United States Conference of Catholic Bishops and Exaggerated Church Architecture
In 2000, the USCCB published Built of Living Stones. This document restates the Church’s acceptance of all forms of architecture, and
is ever open to embrace newer forms that have grown organically from her rich heritage of artistic expression; (but), architecture that draws more attention to its own shape, form, texture or color than to the sacred realities it seeks to disclose, is unworthy of the church building (Nos. 44-45).
Many contemporary churches “have grown organically” from the Church’s “rich heritage.” The exterior shapes of others however have been described as extreme. They are exemplified in the church buildings mentioned below.

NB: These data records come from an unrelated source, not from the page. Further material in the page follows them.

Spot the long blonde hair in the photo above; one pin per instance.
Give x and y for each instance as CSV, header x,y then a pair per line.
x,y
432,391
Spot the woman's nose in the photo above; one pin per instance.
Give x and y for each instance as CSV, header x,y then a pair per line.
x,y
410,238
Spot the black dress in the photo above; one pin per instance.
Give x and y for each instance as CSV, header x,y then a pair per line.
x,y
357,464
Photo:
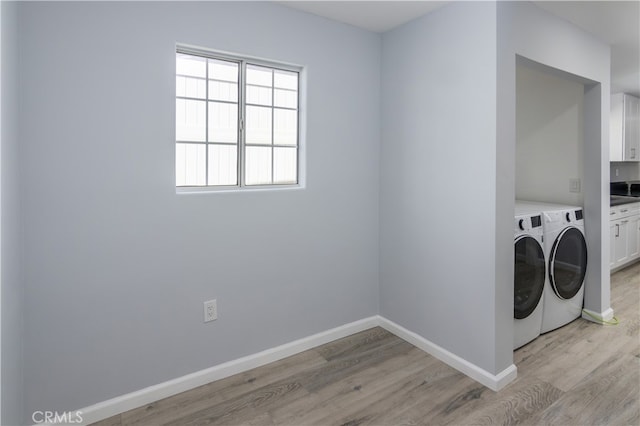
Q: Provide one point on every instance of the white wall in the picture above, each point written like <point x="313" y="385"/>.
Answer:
<point x="525" y="30"/>
<point x="437" y="275"/>
<point x="117" y="265"/>
<point x="549" y="136"/>
<point x="11" y="236"/>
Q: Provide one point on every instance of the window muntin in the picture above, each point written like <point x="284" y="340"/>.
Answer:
<point x="236" y="122"/>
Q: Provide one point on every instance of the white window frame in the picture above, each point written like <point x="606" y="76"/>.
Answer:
<point x="243" y="62"/>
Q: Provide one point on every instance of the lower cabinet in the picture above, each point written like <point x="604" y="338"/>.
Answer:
<point x="624" y="235"/>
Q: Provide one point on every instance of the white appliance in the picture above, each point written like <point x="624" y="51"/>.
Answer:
<point x="565" y="249"/>
<point x="529" y="276"/>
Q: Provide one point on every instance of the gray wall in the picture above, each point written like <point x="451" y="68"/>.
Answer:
<point x="437" y="274"/>
<point x="11" y="242"/>
<point x="117" y="265"/>
<point x="547" y="42"/>
<point x="549" y="136"/>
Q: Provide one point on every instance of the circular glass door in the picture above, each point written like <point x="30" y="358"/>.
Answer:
<point x="529" y="275"/>
<point x="568" y="263"/>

The famous shape of Notre Dame-du-Haut at Ronchamp (1955) has mystified observers. Designed by Le Corbusier, it has been called a study in primitivism, an imitation of a sea shell or sail boat, a nun’s cowl, Peter’s barque or Noah’s ark. “A house is a machine for living in,” he writes; “it makes no difference whether the building be sacred or profane.”
The Dominican Monastery of La Tourette at Evreaux (1953), also designed by Le Corbusier, resembles a massive rectangle that might be mistaken for an office building or prison. According to Michael Rose, “its oppressive structures drove out most the monks, but the defective construction as well called for renovation, scheduled to begin in 2005 (In Tiers of Glory, 103-04).
The Church of the Holy Trinity in Vienna, by Fritz Wotruba, is constructed with concrete blocks, arranged in irregular angular patterns. The church has been nicknamed, “a pile of rocks.”
The Millennium Church of the Great Jubilee (2003) designed by Richard Meier, is constructed of three sparkling, jagged, white and steel concrete curvilinear panels with glass walls. It is conspicuously located in the center of a poor village just outside of Rome.